Electric vehicles are in demand and so are e-car batteries across the world. Mostly, 80% of the batteries are imported from Australia and South America. Now Germany is going to break the barrier and move forward with their production of e-car batteries.
Lithium demand is not just due to electric cars but also in smartphones, laptops, and headphones. The Upper Rhine Graben’s thermal water contains thousands of tons of lithium that are not in use. One of the Karlsruhe- based start-ups Vulcan Energie raised the necessary fund to build five geothermal power plants.
According to Vulcan CEO Horst Kreuter, almost 16 million tons of lithium carbonate equivalent can change the scenario for Germany. The raw extracted lithium will be transported to a central refinery and then it will be converted into lithium hydroxide. It will be later on delivered to the battery and automotive factories across Europe.

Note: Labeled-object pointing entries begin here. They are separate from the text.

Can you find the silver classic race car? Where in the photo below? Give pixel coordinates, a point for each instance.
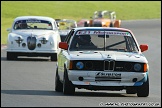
(102, 58)
(33, 36)
(65, 25)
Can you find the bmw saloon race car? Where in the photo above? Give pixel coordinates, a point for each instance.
(33, 36)
(102, 58)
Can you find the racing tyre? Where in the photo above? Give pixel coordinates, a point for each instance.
(11, 56)
(68, 87)
(143, 91)
(54, 57)
(58, 84)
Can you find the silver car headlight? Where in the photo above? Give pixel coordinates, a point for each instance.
(44, 40)
(19, 40)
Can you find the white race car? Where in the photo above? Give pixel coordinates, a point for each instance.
(65, 25)
(102, 58)
(33, 36)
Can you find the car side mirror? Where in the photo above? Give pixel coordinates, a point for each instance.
(63, 45)
(9, 29)
(143, 47)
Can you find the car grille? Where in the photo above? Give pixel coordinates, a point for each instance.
(107, 65)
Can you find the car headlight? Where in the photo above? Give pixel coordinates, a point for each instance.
(137, 67)
(79, 65)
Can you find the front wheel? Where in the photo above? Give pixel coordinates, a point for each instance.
(68, 87)
(58, 84)
(143, 91)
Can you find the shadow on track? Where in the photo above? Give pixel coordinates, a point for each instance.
(54, 93)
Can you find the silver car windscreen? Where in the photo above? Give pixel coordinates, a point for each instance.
(33, 24)
(103, 41)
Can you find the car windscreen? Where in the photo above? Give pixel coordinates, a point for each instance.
(103, 41)
(33, 24)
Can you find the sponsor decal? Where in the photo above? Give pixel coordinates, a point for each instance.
(103, 33)
(108, 75)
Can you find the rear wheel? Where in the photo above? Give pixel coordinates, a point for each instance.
(68, 87)
(143, 91)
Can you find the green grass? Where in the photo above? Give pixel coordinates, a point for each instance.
(125, 10)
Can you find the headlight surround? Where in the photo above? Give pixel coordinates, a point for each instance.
(137, 67)
(79, 65)
(44, 40)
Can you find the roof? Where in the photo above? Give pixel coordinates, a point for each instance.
(36, 17)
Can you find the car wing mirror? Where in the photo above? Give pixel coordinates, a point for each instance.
(63, 45)
(9, 29)
(143, 47)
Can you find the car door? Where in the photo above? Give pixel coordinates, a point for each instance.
(64, 56)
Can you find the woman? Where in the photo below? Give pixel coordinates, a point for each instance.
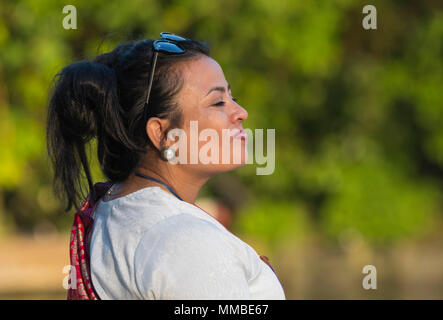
(148, 240)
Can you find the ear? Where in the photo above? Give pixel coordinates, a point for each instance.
(155, 129)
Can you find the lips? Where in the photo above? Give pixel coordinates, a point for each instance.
(241, 135)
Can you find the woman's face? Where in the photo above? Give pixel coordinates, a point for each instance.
(211, 119)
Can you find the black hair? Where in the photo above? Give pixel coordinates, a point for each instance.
(105, 99)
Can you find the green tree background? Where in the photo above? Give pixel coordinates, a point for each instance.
(357, 113)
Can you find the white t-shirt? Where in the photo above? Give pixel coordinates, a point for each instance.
(151, 245)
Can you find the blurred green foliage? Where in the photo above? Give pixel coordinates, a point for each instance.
(357, 113)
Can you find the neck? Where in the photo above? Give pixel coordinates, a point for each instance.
(186, 184)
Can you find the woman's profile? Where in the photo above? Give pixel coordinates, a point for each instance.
(139, 235)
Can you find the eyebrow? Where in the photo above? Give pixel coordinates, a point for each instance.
(222, 89)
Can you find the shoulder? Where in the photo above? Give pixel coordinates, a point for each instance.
(184, 233)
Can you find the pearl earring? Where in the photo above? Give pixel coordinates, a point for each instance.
(167, 154)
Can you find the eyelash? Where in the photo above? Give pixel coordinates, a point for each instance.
(222, 103)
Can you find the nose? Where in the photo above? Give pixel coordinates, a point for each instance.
(239, 114)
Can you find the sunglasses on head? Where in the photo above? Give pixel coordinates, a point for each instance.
(168, 44)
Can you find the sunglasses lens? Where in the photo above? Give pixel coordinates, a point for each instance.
(167, 47)
(170, 36)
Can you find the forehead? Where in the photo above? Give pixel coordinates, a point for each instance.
(202, 74)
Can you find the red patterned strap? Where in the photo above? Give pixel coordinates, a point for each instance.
(83, 289)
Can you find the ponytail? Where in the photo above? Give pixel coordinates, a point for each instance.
(105, 99)
(83, 91)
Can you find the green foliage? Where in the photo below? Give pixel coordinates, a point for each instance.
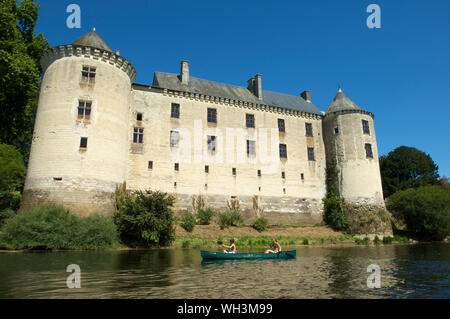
(224, 220)
(204, 216)
(230, 217)
(235, 217)
(425, 211)
(188, 221)
(12, 168)
(186, 243)
(145, 219)
(407, 167)
(260, 224)
(334, 214)
(366, 240)
(9, 200)
(20, 53)
(54, 227)
(5, 215)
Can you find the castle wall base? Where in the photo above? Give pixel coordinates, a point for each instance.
(277, 210)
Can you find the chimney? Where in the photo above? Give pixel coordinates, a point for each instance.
(306, 95)
(254, 85)
(184, 74)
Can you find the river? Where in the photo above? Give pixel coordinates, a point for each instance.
(406, 271)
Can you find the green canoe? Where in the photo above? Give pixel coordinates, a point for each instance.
(289, 254)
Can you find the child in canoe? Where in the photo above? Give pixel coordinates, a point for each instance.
(276, 248)
(232, 248)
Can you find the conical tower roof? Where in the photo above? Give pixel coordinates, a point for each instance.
(342, 102)
(92, 39)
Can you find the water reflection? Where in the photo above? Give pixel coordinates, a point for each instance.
(417, 271)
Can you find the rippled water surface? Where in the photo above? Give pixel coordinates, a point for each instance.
(407, 271)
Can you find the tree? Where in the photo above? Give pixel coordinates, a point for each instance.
(407, 167)
(145, 219)
(12, 177)
(20, 53)
(425, 211)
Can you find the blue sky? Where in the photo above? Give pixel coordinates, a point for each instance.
(400, 72)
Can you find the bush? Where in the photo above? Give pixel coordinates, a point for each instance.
(12, 168)
(333, 212)
(260, 224)
(224, 220)
(425, 211)
(145, 219)
(230, 217)
(188, 222)
(55, 227)
(235, 217)
(5, 215)
(10, 200)
(204, 216)
(96, 231)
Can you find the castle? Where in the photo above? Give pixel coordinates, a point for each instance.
(97, 130)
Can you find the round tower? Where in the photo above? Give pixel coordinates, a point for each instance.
(80, 139)
(350, 141)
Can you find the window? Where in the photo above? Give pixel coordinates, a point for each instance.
(211, 144)
(175, 112)
(283, 151)
(138, 135)
(369, 153)
(281, 125)
(212, 116)
(83, 142)
(310, 154)
(251, 147)
(174, 138)
(308, 129)
(84, 110)
(88, 74)
(250, 120)
(365, 127)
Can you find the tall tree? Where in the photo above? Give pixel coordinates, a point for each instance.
(20, 53)
(407, 167)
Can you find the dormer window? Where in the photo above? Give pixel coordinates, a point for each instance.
(84, 110)
(88, 74)
(366, 129)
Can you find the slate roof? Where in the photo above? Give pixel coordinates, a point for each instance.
(92, 39)
(341, 102)
(200, 86)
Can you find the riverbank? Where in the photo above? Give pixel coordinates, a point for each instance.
(211, 236)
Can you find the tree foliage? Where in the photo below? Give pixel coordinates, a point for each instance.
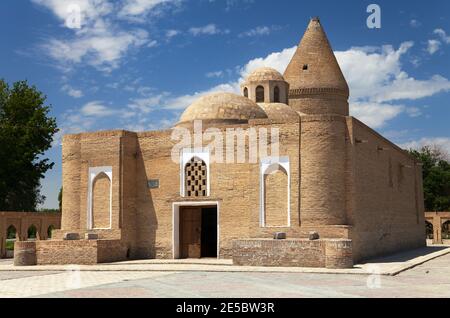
(26, 132)
(436, 177)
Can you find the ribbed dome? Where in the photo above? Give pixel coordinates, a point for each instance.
(264, 74)
(222, 108)
(278, 112)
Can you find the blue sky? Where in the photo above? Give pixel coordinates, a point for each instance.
(136, 64)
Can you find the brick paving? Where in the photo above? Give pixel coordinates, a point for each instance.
(431, 279)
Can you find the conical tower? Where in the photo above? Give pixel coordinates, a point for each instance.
(319, 92)
(317, 85)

According to the news portal Euractiv, “Vulcan Energy plans to extract 40,000 tonnes of lithium hydroxide from the Upper Rhine Valley by 2025. That would be enough to supply batteries for about a million cars per year. Once the planned plants are operational, Vulcan Energy could supply 100 percent of the battery industry in Germany or 25 percent of expected demand in Europe”. Kreuter said.
“Studies have shown that 30 percent of this area alone would put Germany in third place among lithium producers worldwide,” explains the geologist and Vulcan boss in an interview with the business magazine Handelsblatt. “And we could use that in Europe as one of the largest customers.”
Well, the more relevant and useful lithium resources can be found, the demand and supply can be brought to a balance. As well as scarcity can be kept under control resulting in controlling the price of the final product.